11 de abril de 2014

Era uma vez? *Isaac Roitman


Era uma vez um planeta pequeno sem luz propria e muito difícil de ser percebido na

imensidão do universo. Orbitava em torno de uma estrela chamada Sol. Era um planeta

relativamente jovem. Surgiu a 4,5 milhões de anos, 9,2 milhões de anos depois da

origem do universo. No começo, era uma rocha derretida, que depois se solidificou e

formou a superfície terrestre. Naquela época devido a erupções vulcânicas, a atmosfera

era composta de vários gases. Houve um grande período de chuva, e as partes de terra

que não ficaram submersas formaram os continentes. A vida nesse planeta começou

há cerca de 3,5 bilhões de anos. As primeiras formas de vida eram microscópicas

e durante um processo conhecido como evolução surgiram as plantas e os animais.

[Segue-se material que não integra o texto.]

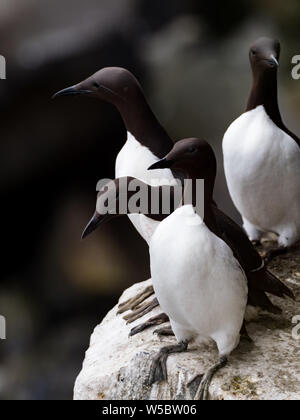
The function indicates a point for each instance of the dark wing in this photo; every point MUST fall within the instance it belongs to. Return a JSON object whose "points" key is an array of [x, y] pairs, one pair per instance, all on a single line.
{"points": [[260, 280]]}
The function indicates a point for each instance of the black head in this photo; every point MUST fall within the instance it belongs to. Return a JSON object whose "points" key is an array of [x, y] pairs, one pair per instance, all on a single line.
{"points": [[106, 206], [112, 84], [193, 157], [264, 55]]}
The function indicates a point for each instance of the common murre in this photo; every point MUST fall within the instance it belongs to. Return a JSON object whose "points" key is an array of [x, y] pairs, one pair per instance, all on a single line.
{"points": [[258, 279], [262, 157], [147, 141]]}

Estima-se que nesse planeta existam cerca de 09 milhões de espécies, sendo que até o

momento aproximadamente 1,3 milhões foram catalogadas. Os primeiros mamíferos

surgiram há 200 milhões de anos quando havia um supercontinente - Pangeia – que

se fragmentou a aproximadamente 130 milhões de anos. O homem - Homo sapiens –

existe há 200.000 anos e se originou a partir de um ancestral primata. Há cerca de 8.000

a 5.000 a.C, com o surgimento da agricultura, o homem abandonou a sua vida nômade,

sedentarizando-se às margens dos rios e lagos, originando os primeiros aglomerados

urbanos, o que fez com que alguns grupos exercerem domínios sobre outros, gerando

assim sociedades desenvolvidas. A sociedade moderna foi marcada por inúmeras

transformações que impactaram no modo de vida e de relação entre os indivíduos. A

revolução industrial, e a reorganização do trabalho que ela fomentou, trouxe consigo

uma série de problemas sociais, conflitos e guerras.

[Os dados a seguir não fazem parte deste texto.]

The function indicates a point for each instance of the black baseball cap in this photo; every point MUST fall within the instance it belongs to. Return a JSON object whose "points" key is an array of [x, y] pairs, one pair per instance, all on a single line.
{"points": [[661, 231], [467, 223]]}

O primeiro registro de guerra foi no ano 2.525 a.C no estado de Lagash na Suméria

(sudoeste do Iraque) contra o estado de Umma. Esses centros urbanos viviam em

constante rivalidade pelo domínio econômico, territorial e político. O império romano

foi protagonista de inúmeras guerras que se iniciaram no ano 343 a.C. e duraram

mais de 04 séculos. Desde o primeiro conflito o planeta nunca alcançou períodos

longos de paz. Mais recentemente a primeira guerra mundial (1914-1918) e a segunda

(1939- 1945), provocaram a morte de milhões de pessoas. Durante a primeira guerra

mundial H.G. Wells lançou um slogan “A Guerra para Acabar com Todas as Guerras”,

preconizando que estávamos iniciando uma sonhada utopia de paz permanente. Ele

errou, pois até hoje temos conflitos como no Oriente Médio e estados de guerra em

todo o planeta como consequência da violência descontrolada.

Vivemos uma encruzilhada onde dois caminhos podem ser vislumbrados. O primeiro

será a deteriorização das relações humanas tanto na dimensão individual como coletiva.

A cultura consumista e de falsos valores que nos é imposta aumentará os desvios de

conduta e a ampliação da injustiça social. Corremos o risco de novos grandes conflitos

com a utilização de armas de destruição em massa, nucleares, químicas ou biológicas.

Os recursos naturais de nosso pequeno planeta estão sendo esgotados continuamente.

Se continuarmos nesse estado de insanidade global é possível que a aventura do

surgimento da espécie humana termine. O epílogo dessa aventura seria: Era uma vez um

ser humano que não deu certo.

Um caminho alternativo seria uma inflexão no comportamento na vida das futuras

gerações. Com uma educação que prepare o ser humano para uma convivência

de respeito e solidariedade, poderíamos perpetuar aquilo que chamamos de vida

inteligente. Nesse cenário todos teriam uma vida digna e oportunidades para apreciar

as artes e os encantos da natureza. Para isso deveríamos proporcionar desde os

primeiros anos de vida uma educação, que como sugeriu Sigmund Freud, pudesse

provocar uma renúncia progressiva dos instintos criando caminhos para um mundo

novo onde todos teriam a oportunidade de alcançar a felicidade. Se formos capazes

de induzir esse protagonismo virtuoso para as gerações futuras, conquistaremos a

legitimidade de sermos verdadeiramente membros da espécie Homo sapiens. Nesse caso

o epílogo seria: Era uma vez um ser humano que deu certo. Essas reflexões lembram

o feliz pensamento de Euclides da Cunha: “Estamos condenados à civilização. Ou

progredimos ou desaparecemos”.

* Professor emérito e coordenador do Núcleo de Estudos do Futuro da Universidade de

Brasília e membro titular da Academia Brasileira de Ciências.